This article presents three beginner-friendly experiments and three key analysis dimensions, using real-world failure cases, to demonstrate how to quickly identify performance issues such as CPU spikes, I/O bottlenecks, and distributed execution blocking using the [G]V$OB_ACTIVE_SESSION_HISTORY view.
ASH implementation principle
ASH functions like an automatic camera for the database, taking snapshots of all active sessions (such as those executing SQL) every second. These snapshots are stored in the GV$OB_ACTIVE_SESSION_HISTORY system view. The implementation principles are as follows:
Active session filtering mechanism
Records all tasks executed in the database and assigns a unique session_id to each task, including:
- User client connections to the database for executing SQL requests.
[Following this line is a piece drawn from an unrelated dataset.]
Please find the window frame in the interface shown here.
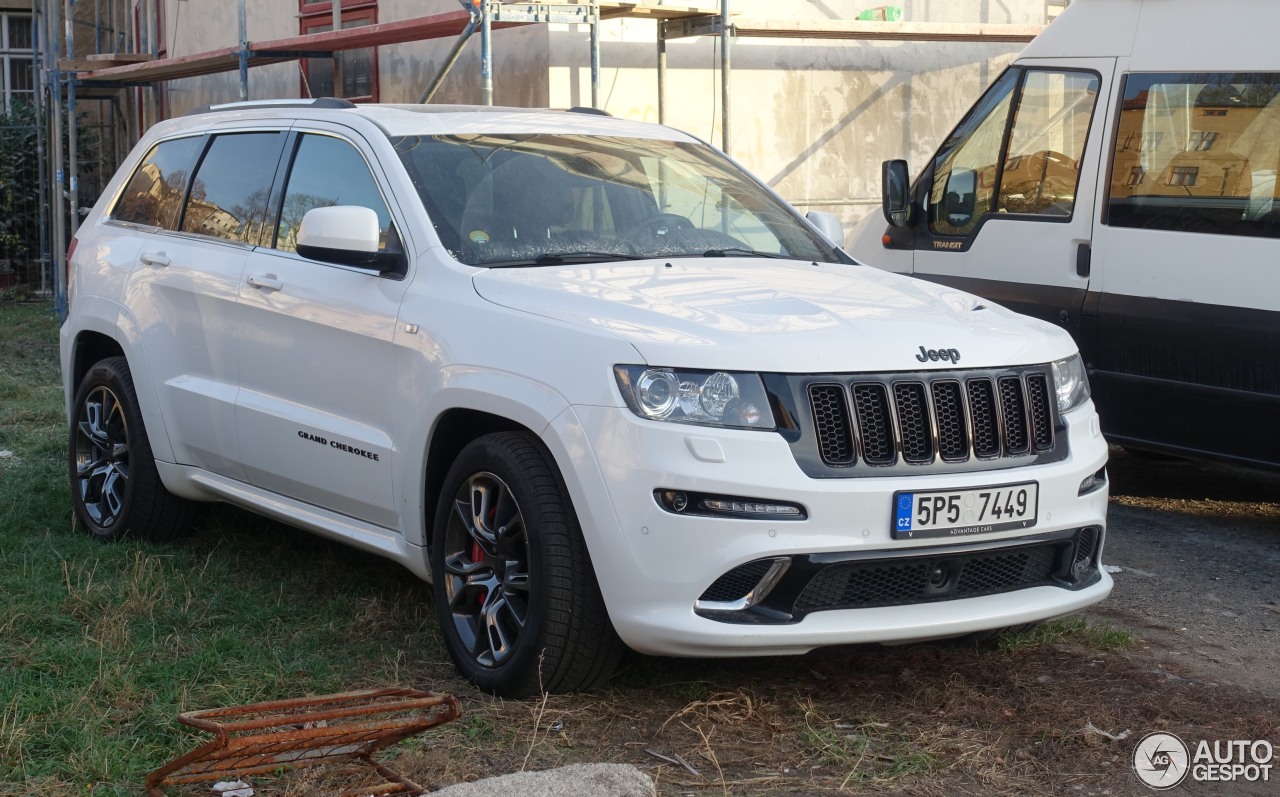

- Internal RPC executions.
- Background thread tasks, such as dump threads, Clog threads, and timer threads.
Only records the status of active sessions, and idle sessions are not recorded, including:
- Sessions executing SQL are considered active. If a session is in a Sleep state and not processing SQL requests, it is considered idle and will not be recorded.
- Background threads that are not executing tasks or waiting for new task scheduling are considered idle and will not be recorded.
- Sessions waiting for resources (such as locks, disk I/O) are marked with their waiting events (such as db file data read) by ASH.
Periodic sampling mechanism
Within each OBServer, there is a dedicated ASH thread that samples all active sessions in the database every second, recording their status. Specifically:
- Each row in
GV$OB_ACTIVE_SESSION_HISTORYrepresents the status of an active session at a specific moment. - If a session's workload is very short (e.g., less than 1 second), it might not be captured by ASH, similar to blinking during a photo. For such scenarios, it is recommended to repeat the workload and expand the query time range to ensure more reliable ASH statistics.
- Each row in
Circular buffer design
ASH snapshots are stored in a 30MB circular buffer. When the stored data exceeds 30MB, the oldest data is automatically overwritten. In V4.2.5 BP3, the feature to automatically archive ASH data to WR before overwriting was introduced. However, in earlier versions, there was a risk of losing ASH history data. To preserve the latest ASH records, you can manually trigger a WR snapshot:
CALL DBMS_WORKLOAD_REPOSITORY.CREATE_SNAPSHOT();After executing this command, the current ASH snapshots not yet persisted to WR are persisted at a 10:1 ratio.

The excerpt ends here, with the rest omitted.